Many see the news as evidence of an ongoing environmental disaster. But while “green” has become an all-too-common prefix, meaningful action is scarce. Has the environmental movement failed to win hearts and minds?

Now behavioral scientists are joining environmentalists to address the problem of climate change and human attitudes toward it. Maybe it’s time, they say, to refocus the global-warming debate on solutions rather than causes, to design more “opt out” conservation programs, and maybe to promote a soap opera or two with a green theme.

Later this month, the second annual Behavior, Energy, and Climate Change Conference will convene in Sac­ra­­mento, Calif.

“We have a pretty serious challenge ahead of us,” says Linda Schuck, conference chair and an adviser in the office of the president of the University of California in Oakland. “We need to use all the tools that we have available.”

Experts tend to point to several examples of the kind of effort needed to tackle the climate challenge: the mobilization of an entire society during World War II; the long and sustained effort represented by the cold war; the simultaneous bottom-up and top-down efforts of the civil rights movement; and the decades-long antismoking campaign. Some also point to the adoption and spread of recycling programs in recent decades.

The good news: Humanity can, and has, altered its behavior en masse before. The not-so-good news: The current climate challenge is unprecedented.

“Humanity has never experienced a situation in which the entire world is placed at risk because of human activities,” says Bob Doppelt, director of the Climate Leadership Initiative at the University of Oregon, Eugene, and author of “The Power of Sustainable Thinking.” “Humans are basically in charge of the climate, and we’re not doing a very good job.” Meeting the challenge calls for changing the way we think, he says. To do this, policymakers need to understand how people change their minds, and determine where people’s thought is along the continuum that leads to meaningful action.

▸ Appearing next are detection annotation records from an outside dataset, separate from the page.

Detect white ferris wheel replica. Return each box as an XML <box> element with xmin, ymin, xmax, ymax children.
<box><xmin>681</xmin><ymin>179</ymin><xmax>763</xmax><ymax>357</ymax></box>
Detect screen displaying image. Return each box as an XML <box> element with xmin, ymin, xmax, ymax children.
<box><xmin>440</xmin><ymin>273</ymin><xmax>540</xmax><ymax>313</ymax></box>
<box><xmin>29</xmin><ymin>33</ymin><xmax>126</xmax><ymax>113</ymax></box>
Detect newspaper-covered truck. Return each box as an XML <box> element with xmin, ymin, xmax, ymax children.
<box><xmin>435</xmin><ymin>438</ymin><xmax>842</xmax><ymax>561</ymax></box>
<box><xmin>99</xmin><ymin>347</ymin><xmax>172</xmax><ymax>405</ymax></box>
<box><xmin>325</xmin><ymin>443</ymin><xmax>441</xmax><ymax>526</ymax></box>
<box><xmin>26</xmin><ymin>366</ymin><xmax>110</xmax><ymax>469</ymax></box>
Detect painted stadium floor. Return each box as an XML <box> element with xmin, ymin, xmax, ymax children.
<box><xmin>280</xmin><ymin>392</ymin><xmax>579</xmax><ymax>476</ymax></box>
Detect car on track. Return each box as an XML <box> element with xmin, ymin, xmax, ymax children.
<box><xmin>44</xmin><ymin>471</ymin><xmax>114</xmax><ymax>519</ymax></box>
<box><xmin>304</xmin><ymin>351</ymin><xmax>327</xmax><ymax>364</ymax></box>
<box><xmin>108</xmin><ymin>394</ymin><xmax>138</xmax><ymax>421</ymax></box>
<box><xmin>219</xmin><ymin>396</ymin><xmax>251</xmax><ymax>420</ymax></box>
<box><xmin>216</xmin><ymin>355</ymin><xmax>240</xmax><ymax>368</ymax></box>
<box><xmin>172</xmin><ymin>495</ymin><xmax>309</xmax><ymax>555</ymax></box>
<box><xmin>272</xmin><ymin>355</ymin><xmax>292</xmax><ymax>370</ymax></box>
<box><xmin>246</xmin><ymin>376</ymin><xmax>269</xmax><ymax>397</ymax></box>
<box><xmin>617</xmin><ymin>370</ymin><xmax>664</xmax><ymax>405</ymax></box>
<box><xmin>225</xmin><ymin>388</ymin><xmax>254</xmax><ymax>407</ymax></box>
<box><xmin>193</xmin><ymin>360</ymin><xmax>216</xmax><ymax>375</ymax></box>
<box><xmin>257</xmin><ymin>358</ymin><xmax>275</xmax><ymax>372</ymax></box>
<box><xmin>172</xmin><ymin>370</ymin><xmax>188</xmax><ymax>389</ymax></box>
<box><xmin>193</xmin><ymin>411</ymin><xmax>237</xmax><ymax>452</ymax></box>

Invested in the status quo, people begin their journey by not caring to change – or not wanting to, Mr. Doppelt says. As the necessity for change sinks in, they begin deliberating. During this second phase, helping people understand the cost-benefit ratio is critical, he says. If benefits don’t outweigh costs by 2 to 1, people generally don’t commit to change. (People aren’t convinced of this ratio now, he says.) In this phase, information goes a long way.